J.P. Morgan Asset Management acquired Aviva Investors' Asia-Pacific real estate business, said a spokeswoman for J.P. Morgan.
The deal, which has already closed, sees J.P. Morgan take on the entire 16-person team from Aviva Investors and $1.2 billion of diversified assets in Australia, New Zealand, Japan and Singapore across all real estate types, but primarily office and industrial real estate, the spokeswoman said. The firm already has a real estate presence in India and Greater China, in addition to the U.S. and Europe.
It is an expansion for J.P. Morgan's existing global real assets and real estate business. The spokeswoman said this acquisition “levels the playing field for us across the globe,” for the $1.7 trillion manager. The manager already has $82 billion of real estate, infrastructure and maritime assets under management across the globe.
The spokeswoman added that the value of the transaction was not being disclosed.
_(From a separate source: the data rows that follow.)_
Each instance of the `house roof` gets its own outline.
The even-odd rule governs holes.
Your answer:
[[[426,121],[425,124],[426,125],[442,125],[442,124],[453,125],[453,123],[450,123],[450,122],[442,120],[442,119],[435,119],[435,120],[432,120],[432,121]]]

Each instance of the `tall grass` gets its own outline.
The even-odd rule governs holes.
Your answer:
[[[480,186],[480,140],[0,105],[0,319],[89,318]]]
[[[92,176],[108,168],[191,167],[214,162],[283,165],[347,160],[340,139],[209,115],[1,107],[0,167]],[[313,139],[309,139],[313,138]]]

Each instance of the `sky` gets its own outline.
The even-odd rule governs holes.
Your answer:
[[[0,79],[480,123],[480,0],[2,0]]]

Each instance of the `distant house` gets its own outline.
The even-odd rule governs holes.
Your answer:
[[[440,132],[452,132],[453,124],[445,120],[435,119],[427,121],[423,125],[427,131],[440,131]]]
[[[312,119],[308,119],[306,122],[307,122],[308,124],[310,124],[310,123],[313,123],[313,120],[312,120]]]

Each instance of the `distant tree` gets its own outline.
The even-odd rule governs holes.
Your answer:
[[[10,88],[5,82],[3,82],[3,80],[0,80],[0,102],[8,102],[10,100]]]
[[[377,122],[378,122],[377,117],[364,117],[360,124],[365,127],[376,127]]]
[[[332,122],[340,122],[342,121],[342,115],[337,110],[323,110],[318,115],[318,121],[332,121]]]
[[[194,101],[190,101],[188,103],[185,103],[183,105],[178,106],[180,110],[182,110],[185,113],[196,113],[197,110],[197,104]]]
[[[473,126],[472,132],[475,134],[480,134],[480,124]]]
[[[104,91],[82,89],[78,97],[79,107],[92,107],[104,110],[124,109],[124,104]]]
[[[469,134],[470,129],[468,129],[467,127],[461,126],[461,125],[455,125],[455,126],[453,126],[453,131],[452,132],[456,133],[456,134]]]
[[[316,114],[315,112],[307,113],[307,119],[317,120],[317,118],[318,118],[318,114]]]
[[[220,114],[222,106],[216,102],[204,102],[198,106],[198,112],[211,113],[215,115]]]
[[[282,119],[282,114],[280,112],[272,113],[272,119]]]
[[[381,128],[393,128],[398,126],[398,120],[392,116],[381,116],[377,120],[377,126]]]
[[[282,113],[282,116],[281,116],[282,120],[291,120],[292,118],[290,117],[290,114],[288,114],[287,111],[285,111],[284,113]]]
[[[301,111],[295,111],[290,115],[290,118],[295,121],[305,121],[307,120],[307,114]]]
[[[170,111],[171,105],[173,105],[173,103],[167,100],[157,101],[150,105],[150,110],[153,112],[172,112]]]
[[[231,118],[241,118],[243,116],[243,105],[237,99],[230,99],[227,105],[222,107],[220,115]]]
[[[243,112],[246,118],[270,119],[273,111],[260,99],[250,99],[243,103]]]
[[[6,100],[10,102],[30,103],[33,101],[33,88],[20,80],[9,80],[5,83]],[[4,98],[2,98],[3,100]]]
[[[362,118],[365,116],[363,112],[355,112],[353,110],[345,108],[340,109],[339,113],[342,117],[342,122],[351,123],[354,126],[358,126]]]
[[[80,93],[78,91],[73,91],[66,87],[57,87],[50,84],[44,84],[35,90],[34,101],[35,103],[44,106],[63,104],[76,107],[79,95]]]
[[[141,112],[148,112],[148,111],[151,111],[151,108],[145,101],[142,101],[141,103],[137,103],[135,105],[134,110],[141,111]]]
The deal does not affect Aviva Investors' multimanager real estate strategies in Asia-Pacific, according to a news release by J.P. Morgan Asset Management.
“Growing in Asia-Pacific has been a strategic imperative for us as a global real assets solutions provider,” said Joe Azelby, head of J.P. Morgan Asset Management's global real assets unit, in the release. “With this acquisition, we have expanded our real estate investment capabilities, across the full risk spectrum from core to opportunistic strategies, to help our clients increase their allocations to dynamic growth markets in Asia-Pacific.”
In the same news release, Euan Munro, CEO at Aviva Investors, said the divestment of the Asia-Pacific real estate business was part of the manager's plans to simplify its business and move toward an “integrated operating model and organizational structure. … (W)e selected J.P. Morgan to help ensure stability and continuity for the investors in our Asia-Pacific real estate strategies.”